Fat people are immoral??  That sounds terrible.  But what if it's true?  Is being overweight an example of sinfulness in a person's life?  Nobody likes to be called a sinner, and yet all of us are sinners.  No one wants their specific sins spelled out, yet confession is required. (See 1 John 1:9)  So if over-eating is a sin, then I should name it as such, confess it as such, and then repent of it.

Repenting means to do something different.  In this case, don't overeat.  Simple, right?  Not!  Remember the Yo-Yo dieters syndrome?  Or the 220,000 Americans who underwent some form of bariatric surgery in 2009?

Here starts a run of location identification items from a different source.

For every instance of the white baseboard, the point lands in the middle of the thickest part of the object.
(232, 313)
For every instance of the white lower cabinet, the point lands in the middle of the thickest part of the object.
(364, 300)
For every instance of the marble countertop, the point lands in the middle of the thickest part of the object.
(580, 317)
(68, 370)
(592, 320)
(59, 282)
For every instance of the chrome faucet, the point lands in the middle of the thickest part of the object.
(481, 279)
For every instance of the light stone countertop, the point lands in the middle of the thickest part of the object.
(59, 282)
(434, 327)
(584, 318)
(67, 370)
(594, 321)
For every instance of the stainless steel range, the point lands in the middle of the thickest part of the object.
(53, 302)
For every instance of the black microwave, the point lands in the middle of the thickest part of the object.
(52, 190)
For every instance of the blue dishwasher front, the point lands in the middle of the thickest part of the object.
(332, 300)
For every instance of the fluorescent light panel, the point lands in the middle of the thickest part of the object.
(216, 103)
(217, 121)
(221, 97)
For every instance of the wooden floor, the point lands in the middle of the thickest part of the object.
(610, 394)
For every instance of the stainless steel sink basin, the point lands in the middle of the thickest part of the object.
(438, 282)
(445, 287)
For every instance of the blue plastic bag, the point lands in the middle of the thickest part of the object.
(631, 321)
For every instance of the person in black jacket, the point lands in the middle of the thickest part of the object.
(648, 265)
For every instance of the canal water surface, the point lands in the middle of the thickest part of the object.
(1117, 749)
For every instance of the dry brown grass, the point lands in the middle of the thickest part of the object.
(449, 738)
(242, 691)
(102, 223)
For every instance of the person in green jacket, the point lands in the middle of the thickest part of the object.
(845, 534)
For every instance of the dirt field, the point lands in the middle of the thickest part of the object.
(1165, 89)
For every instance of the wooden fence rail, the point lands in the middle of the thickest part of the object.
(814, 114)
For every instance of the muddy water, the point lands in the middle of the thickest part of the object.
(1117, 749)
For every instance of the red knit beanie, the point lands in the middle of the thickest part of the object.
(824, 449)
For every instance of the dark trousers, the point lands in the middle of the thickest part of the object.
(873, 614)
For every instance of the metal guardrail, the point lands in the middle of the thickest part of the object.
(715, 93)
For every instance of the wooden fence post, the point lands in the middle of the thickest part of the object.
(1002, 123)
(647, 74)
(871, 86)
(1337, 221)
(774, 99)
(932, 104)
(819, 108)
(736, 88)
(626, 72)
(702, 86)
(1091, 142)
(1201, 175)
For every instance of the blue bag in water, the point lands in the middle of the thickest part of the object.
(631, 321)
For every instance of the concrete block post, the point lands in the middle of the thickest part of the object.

I don't have the wisdom to provide the answer to this question.  I can only deal with it within my own self-limitations.  So far, I've successfully changed my behaviors in a way that weight is coming off.  I'm actually wearing a pair of slacks from my storage bucket today that were put away years ago as too tight to wear.  Cool!! New slacks and I didn't go to the store to buy them!!

Take a look at the Readers' Digest interview (if you can get a copy).  Read the articles on Atkins and bariatric surgery.  What do you think about all of this?  Should we think of it as sin?